The Corcyrian Caves are now known as the Heaven and Hell caves. The underground river was very clear and pure that ran to the sea and was called the Bitter Water. Amongst the shrubs that grew here was the saffron crocus. The caves are actually sinkholes.
    Aratos wrote the original Phainomena. Pompeiupolis was a later Roman settlement built on Soloi where pirates were resettled. The Issic gulf is the eastern Mediterranean at Israel. Issus is a city that gave it its name. Philamon the comedic poet was from the area. Panaitios too. Pamphylia pamphlet? Zenothetes.

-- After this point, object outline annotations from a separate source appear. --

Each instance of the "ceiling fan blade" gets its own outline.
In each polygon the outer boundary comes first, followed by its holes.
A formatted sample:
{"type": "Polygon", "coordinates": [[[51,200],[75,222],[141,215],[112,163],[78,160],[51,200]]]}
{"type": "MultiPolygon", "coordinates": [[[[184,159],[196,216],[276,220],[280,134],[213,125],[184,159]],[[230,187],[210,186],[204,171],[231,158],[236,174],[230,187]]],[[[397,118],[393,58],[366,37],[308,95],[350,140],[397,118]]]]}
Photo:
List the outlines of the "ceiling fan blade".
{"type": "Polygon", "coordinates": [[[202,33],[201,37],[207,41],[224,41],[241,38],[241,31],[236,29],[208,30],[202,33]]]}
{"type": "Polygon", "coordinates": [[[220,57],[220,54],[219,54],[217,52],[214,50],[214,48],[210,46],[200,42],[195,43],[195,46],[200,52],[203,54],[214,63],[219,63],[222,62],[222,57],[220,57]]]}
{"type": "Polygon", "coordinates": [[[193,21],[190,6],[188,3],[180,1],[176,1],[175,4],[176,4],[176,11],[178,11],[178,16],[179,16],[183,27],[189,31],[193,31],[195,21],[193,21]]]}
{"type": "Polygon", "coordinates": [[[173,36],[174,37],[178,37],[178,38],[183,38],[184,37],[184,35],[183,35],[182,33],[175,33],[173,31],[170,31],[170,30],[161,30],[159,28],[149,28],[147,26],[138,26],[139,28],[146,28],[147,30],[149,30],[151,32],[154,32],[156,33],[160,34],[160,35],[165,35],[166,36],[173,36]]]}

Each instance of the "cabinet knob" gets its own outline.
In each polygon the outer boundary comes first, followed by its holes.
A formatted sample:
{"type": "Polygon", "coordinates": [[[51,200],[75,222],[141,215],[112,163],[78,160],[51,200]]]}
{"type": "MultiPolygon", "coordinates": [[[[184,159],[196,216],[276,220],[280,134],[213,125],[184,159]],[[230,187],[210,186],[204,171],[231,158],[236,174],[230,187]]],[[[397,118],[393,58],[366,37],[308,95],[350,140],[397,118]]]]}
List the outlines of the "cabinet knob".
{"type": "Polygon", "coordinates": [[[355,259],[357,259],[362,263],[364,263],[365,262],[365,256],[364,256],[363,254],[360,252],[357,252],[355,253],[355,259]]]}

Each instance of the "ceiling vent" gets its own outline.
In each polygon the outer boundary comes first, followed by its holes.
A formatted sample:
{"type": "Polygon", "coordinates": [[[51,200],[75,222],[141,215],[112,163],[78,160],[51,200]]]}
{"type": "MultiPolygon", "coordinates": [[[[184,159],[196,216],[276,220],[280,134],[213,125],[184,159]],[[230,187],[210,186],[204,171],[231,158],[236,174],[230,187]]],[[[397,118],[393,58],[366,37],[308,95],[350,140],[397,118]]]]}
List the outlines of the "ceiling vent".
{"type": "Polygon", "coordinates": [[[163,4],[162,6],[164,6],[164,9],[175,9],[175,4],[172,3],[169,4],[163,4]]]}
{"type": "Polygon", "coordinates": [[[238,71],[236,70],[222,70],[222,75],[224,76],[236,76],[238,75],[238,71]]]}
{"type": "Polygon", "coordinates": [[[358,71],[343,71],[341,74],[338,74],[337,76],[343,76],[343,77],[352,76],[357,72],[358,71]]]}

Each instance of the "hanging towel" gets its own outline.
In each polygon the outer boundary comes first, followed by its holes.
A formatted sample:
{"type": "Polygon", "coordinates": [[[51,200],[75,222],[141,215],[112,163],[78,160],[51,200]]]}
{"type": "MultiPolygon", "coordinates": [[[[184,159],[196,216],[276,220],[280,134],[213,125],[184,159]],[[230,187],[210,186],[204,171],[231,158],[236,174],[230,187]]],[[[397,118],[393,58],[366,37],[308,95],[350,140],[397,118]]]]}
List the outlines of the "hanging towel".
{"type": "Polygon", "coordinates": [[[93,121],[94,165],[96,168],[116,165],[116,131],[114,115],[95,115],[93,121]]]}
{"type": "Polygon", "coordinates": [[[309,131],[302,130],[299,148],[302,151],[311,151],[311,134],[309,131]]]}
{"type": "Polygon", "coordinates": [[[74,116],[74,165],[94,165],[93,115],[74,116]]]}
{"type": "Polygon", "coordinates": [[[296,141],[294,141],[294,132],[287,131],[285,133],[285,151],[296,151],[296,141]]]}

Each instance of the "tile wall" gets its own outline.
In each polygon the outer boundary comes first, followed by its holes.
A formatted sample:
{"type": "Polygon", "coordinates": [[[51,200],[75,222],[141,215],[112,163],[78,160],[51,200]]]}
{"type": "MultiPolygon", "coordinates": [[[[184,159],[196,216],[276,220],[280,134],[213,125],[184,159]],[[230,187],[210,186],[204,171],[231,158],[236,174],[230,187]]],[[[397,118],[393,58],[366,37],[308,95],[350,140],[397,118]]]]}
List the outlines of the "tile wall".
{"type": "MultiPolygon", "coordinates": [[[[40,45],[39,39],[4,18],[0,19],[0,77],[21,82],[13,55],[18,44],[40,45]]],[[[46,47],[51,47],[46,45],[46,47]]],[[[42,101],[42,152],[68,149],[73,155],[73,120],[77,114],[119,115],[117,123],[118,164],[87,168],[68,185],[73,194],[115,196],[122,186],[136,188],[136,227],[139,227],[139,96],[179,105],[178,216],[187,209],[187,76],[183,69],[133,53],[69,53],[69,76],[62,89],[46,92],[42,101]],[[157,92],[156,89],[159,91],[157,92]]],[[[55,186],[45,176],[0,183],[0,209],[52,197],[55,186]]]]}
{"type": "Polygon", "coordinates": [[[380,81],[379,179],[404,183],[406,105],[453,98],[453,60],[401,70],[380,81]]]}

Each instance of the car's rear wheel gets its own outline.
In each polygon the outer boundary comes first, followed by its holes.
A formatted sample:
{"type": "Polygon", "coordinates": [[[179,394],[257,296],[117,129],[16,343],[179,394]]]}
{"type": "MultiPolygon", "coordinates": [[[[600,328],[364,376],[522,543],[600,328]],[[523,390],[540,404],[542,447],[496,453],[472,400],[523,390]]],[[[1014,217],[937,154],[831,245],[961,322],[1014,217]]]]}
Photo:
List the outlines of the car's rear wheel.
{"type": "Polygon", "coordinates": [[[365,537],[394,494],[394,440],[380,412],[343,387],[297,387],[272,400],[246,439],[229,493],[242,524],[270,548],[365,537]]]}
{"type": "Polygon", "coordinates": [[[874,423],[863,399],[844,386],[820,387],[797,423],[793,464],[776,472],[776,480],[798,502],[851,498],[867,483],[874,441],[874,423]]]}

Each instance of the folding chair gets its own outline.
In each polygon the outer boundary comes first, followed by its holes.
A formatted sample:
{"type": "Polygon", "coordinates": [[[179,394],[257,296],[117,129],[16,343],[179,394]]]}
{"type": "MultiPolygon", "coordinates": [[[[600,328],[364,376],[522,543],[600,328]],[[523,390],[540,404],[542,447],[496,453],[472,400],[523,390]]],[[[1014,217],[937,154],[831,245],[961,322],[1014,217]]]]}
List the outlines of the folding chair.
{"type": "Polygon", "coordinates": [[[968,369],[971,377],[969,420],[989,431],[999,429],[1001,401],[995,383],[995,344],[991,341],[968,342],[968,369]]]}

   Xanthos is one of the larger cities who voted in three representatives. Proportional representation. Myra was another big city. The Chelidonian islands lie off Lykia near Pisidia. Cleopatra VII liked Antonius and he liked her.
   Isaura pirate said Isauricus and I destroyed him at Isaura along with the other pirates as they were an eyesore. Servilius Isauricus.
   Chimaira monster from near Mount Antikragos and city of Kragos and Pandaros the Trojan was honoured near Pinara. Kragos is similar to the Gaelic word crag. Gaelic gall gaul Galatians. All one race.
   Lykian Phaselis was razed by Alexander the Great when he opened the narrows of Termessos and he navigated the narrow passage at the foot of Mt Klimax in stormy weather. The tide was in and the coastal area was flooded so he and his army spent most of the day wading up to their bellies in water coming in from the Pamphylian Sea.
  River Kataractes was very torrential and noisy and can be heard as far as Berlin. Attaleia was named after King Attalos. Kallisthenes says the Trojans came to Pamphylia. Korakesion is the start of Rough Kilikia or Trachiotis. Level Kilikia is called Pedias. Herodotus says the Trojans followed Amphilochos and Kalchas. Others went with Mopsos over the Tauros mountains.
   In Kilikia there was a revolutionary  called Diodotus who operated from Korakesion, a fortress on a rock called Tryphon. Diodotus urged the Syrian and Kilikian people to revolt against the Seleukian kings and he was eventually locked up in a cell by Antiochus VII and was forced to kill himself. Other uprisings quickly followed suit as is often the case in revolutions. The people began to revolt against these nasty kings. Kilikian pirates took advantage of the situation and captured people and sold them as slaves to the Romans at the great naval base and emporium of Delos. This was a lucrative trade as the Romans paid good money for slaves as they were very wealthy and made much use of slaves since the capture and plundering of Corinth and Karchedon. The slaves were easy to capture in times of great upheaval. It was one ship in and one ship out. The Romans sent Scipius Aemilianus along to monitor the slave situation as it was getting quite ruthless. The kings of Egypt and Cyprus and the Rhodians were getting in on the slave trade in the guise of supporting the cause of the revolutionaries as they were enemies of the Syrians. Scipius and other Romans decided not to intervene as the Romans had ratified the hereditary succession of the Seleukian kings and were too proud to admit that they had fucked things up by doing so! The slave trade continued with the Kilikians calling themselves slave traders instead of pirates thinking that it sounded less evil. The terrible rule of King Seleukos Nikator of Syria was the straw that broke the camel's back and paved the way for the Parthians, sometimes known as Arsakes. The Romans had no choice but to go to war with the Parthians and kicked them out of Kilikia after a few bloodthirsty battles. The Romans then gave the Kilikians their country back along with their coastline and there was peace at last.
   "One sees the sickness in Tarsos especially in its excrement" said Athenodoros, teacher of Caesar, at an assembly. This relates to the man who had splattered diarrhoea extensively on his front door and walls of his house. Prior to this, Boethus the bad poet was exiled from Tarsos and his government was dissolved by Athenodoros son of Sandon.